Truth Table: ~(A * B) =? ~A + ~B | |||||||
---|---|---|---|---|---|---|---|
A | ~A | B | ~B | A*B | ~(A*B) | ~A+~B | Match? |
0 | 1 | 0 | 1 | 0 | 1 | 1 | Yes |
0 | 1 | 1 | 0 | 0 | 1 | 1 | Yes |
1 | 0 | 0 | 1 | 0 | 1 | 1 | Yes |
1 | 0 | 1 | 0 | 1 | 0 | 0 | Yes |
Truth Table: ~(A + B) =? ~A * ~B | |||||||
---|---|---|---|---|---|---|---|
A | ~A | B | ~B | A+B | ~(A+B) | ~A*~B | Match? |
0 | 1 | 0 | 1 | 0 | 1 | 1 | Yes |
0 | 1 | 1 | 0 | 1 | 0 | 0 | Yes |
1 | 0 | 0 | 1 | 1 | 0 | 0 | Yes |
1 | 0 | 1 | 0 | 1 | 0 | 0 | Yes |
Thus we have shown that DeMorgan’s Laws are true.
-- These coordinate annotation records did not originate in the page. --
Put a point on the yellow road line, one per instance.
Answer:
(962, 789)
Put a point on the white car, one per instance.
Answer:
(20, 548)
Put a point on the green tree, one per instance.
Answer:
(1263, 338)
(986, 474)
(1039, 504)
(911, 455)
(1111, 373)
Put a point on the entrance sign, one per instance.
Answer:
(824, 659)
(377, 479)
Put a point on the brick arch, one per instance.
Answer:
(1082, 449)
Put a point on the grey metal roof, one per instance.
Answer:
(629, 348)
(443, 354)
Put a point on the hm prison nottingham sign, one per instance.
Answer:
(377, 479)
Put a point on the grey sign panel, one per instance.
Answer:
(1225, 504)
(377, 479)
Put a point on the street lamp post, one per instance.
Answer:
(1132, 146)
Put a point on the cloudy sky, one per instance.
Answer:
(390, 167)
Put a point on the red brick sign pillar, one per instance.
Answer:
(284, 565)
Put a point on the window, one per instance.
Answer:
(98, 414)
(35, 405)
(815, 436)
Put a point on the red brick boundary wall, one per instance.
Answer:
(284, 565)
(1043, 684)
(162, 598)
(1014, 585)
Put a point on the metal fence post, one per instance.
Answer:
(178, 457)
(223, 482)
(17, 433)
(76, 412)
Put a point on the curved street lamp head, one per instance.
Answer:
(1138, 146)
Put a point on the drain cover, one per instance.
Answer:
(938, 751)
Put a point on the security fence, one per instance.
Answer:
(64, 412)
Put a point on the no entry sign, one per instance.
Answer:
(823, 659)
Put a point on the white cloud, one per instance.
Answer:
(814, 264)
Now try a couple of simplifications.
A'B'C' + AB'C' +A'B'D (change it to a form that matches the notation above) ~A*~B*~C + A*~B*~C + ~A*~B*D (extract out ~B*~C out of the first 2 terms) ~B*~C*(A+~A) + ~A*~B*D (Distributive Law) ~B*~C*1 + ~A*~B*D (Complement Law) ~B*(~C + ~A*D) (Distributive Law)
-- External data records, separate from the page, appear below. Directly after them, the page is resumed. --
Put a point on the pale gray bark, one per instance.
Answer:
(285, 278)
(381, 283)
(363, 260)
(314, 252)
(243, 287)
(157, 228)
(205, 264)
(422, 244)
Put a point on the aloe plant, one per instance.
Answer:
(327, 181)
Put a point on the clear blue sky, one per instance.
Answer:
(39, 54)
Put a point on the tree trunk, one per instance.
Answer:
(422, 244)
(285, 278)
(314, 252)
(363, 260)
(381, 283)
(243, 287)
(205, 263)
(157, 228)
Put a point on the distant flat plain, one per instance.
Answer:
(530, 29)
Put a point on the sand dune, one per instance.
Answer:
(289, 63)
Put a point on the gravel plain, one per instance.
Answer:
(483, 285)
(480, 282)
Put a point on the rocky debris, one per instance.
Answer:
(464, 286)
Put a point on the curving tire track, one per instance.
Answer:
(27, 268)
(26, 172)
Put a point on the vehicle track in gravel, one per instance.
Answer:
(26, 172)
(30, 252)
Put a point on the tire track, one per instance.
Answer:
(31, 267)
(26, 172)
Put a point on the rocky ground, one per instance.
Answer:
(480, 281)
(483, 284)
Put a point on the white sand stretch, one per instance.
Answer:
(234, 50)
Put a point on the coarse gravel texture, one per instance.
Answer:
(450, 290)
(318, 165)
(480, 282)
I do not see a way to reduce it further. Mot for a bit harder one>
A*B*C + A*B*~C + A*C*D + A*~C*D + A*C*~D + A*~(C + D) A*B*C + A*B*~C + A*C*D + A*~C*D + A*C*~D + A*~C*~D [DeMorgan's Law] A*B*C + A*B*~C + D*(A*C + A*~C) + ~D*(A*C + A*~C) [Distribution] A*B*C + A*B*~C + (D + ~D)*(A*C + A*~C) [Distribution] B*(A*C + A*~C) + 1*(A*C + A*~C) [Distribution and Complement] (B + 1)*(A*C + A*~C) [Distribution] 1*(A*C + A*~C) [Complement] A*C + A*~C [Simplification] A*(C+~C) [Distribution] A*1 [Complement] A [Simplification]
Now, the purpose of these reductions is to simplify circuits and limit the number of gates needed to create the desired circuit. I was looking for a way to draw a circuit to match the Boolean expressions on this page. One tool that does look promising is Scheme-It.